It’s tough times, and all indications are that they’re about to become more difficult. If businesses can invest and grow to the point of being able to come out stronger from the recession.
For many businesses, the times are difficult in the present. Rising energy prices, problems getting raw materials, and – if they are available, cost increases are creating economic anxiety.
The pressures and strains of deciding what costs can be passed to the customer as the company has to pay are at the top of the list of issues. Very few industries are immune to the ‘cost to live’ demands.
However, a downturn in the economy can provide opportunities and a threat. Businesses with financial resources are advised to think about the possibilities for growth and transformation so they can come out of tough times more resilient. There are a lot of alternatives, and an intelligent approach and a clear plan will pay off in the future.
Do you want to hunker down or look towards the future?
It may be difficult to choose whether to invest or invest when the bad economy and the outlook isn’t much better. However, the reality is that, as Carlo Maria Cape, CEO of BIP, tells IT Pro: BIP informs IT Pro: “History has shown us repeatedly that after a crisis, there’s often a period of growth. Therefore an economic downturn can be a great time to boost market share.
James Berry, Director of the UCL MBA, expands further on this subject, stating that three elements can help businesses make the right choice, broadly referred to as ‘timing “, market”, and “business“. He says that a business’s goal is to make the most profit in the short term but may be doing this at the cost of long-term growth. He offers one example of this “If you have a sale of your company or an IPO that is planned for the long or medium term making investments now to ensure an effective growth path instead of immediate profit is more important.”

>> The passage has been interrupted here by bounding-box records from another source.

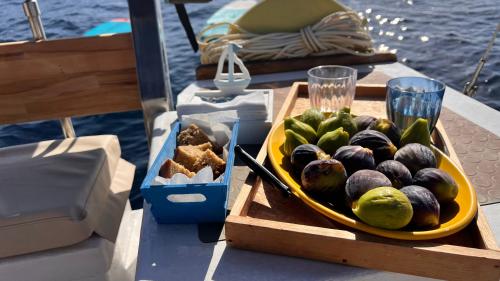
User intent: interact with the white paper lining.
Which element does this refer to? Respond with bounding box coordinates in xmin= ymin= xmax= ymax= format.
xmin=152 ymin=110 xmax=238 ymax=185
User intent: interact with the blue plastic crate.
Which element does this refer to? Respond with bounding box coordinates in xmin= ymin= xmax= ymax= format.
xmin=141 ymin=121 xmax=239 ymax=224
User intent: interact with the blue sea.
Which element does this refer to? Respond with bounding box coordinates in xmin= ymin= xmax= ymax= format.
xmin=0 ymin=0 xmax=500 ymax=207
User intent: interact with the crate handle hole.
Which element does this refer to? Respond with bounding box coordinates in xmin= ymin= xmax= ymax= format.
xmin=167 ymin=193 xmax=207 ymax=203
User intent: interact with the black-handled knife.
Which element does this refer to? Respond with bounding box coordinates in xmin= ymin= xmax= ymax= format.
xmin=234 ymin=145 xmax=292 ymax=197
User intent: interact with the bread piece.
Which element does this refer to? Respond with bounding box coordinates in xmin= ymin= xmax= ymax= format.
xmin=177 ymin=124 xmax=222 ymax=154
xmin=193 ymin=150 xmax=226 ymax=179
xmin=174 ymin=142 xmax=212 ymax=172
xmin=177 ymin=124 xmax=210 ymax=145
xmin=160 ymin=159 xmax=195 ymax=179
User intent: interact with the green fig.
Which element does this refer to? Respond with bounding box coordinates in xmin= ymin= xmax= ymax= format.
xmin=367 ymin=118 xmax=401 ymax=147
xmin=318 ymin=111 xmax=358 ymax=138
xmin=317 ymin=127 xmax=349 ymax=155
xmin=352 ymin=186 xmax=413 ymax=229
xmin=284 ymin=130 xmax=308 ymax=156
xmin=300 ymin=108 xmax=325 ymax=130
xmin=400 ymin=118 xmax=431 ymax=147
xmin=285 ymin=117 xmax=317 ymax=143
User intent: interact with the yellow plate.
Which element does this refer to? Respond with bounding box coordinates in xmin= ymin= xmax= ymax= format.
xmin=267 ymin=117 xmax=477 ymax=240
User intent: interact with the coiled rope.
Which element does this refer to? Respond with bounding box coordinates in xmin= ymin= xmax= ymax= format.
xmin=197 ymin=11 xmax=374 ymax=64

The market strand is about determining what the state of the market will be. Growing, stable, or shrinking. If you know this, the business can determine the best place to invest its money. He said, for instance, “If markets are expanding, then investing resources to gain market share right now might be the best choice.”
The business strand is the last. A fair evaluation of the company’s distinctive strengths will be beneficial. “If you have the assets that let you expand into new markets, then investing in the growth is more sensible,” James Berry says.
What is the best place for money to Where should the money be?
If the answer is “yes” to investing, how can a company choose when to apply the funds to get the most benefit? Digital transformation is usually an initial choice; using the time between meetings to concentrate on processes in the back end or finding new ways to analyze and gather data are both popular investment strategies. Automating back office functions, as an example, is one of the areas that are gaining popularity, as is the current shift to cloud computing.
Darren Ling, director of the practice of partnering at the change consultancy Proteus provides a few words of caution. He told IT Pro: “Digital transformation must begin with an understanding of the business outcomes. In many cases, it begins and quickly turns into a technical challenge. Connecting the agreed-upon business results with the requirements to be changed across the entire operation of the company is crucial knowing not just what needs to be changed, but also how and what amount.”
A word of caution comes from Berry, who warns that investing in digital transformation could “often hinder productivity and require the company money in implementing”. It’s generally recommended to invest in these projects as you’re making a change, ” he adds.
Ling warns against thinking too much and advises companies to “understand your initial goal “enough” without wasting valuable time worrying regarding today”. Make a quick decision to concentrate on the next day, Ling says.
Investment return is a key factor.
“Where to invest your money is different for each business and is dependent entirely on your goals for the future,” says Maria Cape. “It’s easy to get sucked to invest in technology that is new or the things you see your competitors are doing.”
The main point is to avoid digital investments without clearly defined reasons regarding desired outcomes (ROI) or the return of the investment (ROI). It could be that the development of innovative product offerings, combining with other companies, or focusing on clients or networking might be profitable after the tough times have ended.
Ling suggests that companies should be focused on their desired outcomes. “For most decisions, the solution is to establish a clear goal that can be achieved with rapid testing of the market, continual development through iterative processes, and adaptive short-cycle planning,” Ling says. He also suggests the “fail quickly” method that can provide an opportunity for learning to the company even if the idea does not succeed.
Maria Cape was also clear about the importance of outcomes Maria Cape was also clear about the importance of outcomes, telling IT Pro: “When looking to invest to grow it is essential that businesses take a long-term view of their results rather than just looking at tactically for quick gain.”
The bottom line is that a recession could be as good an opportunity to make investments and expand. In certain circumstances, it may be better than one where the company is swimming in crystal clear waters. This is particularly important when you’re focused on your primary tasks effectively. The key to success is knowing the business you run, knowing your market, analyzing your future, plan do the work, and focusing on the goal.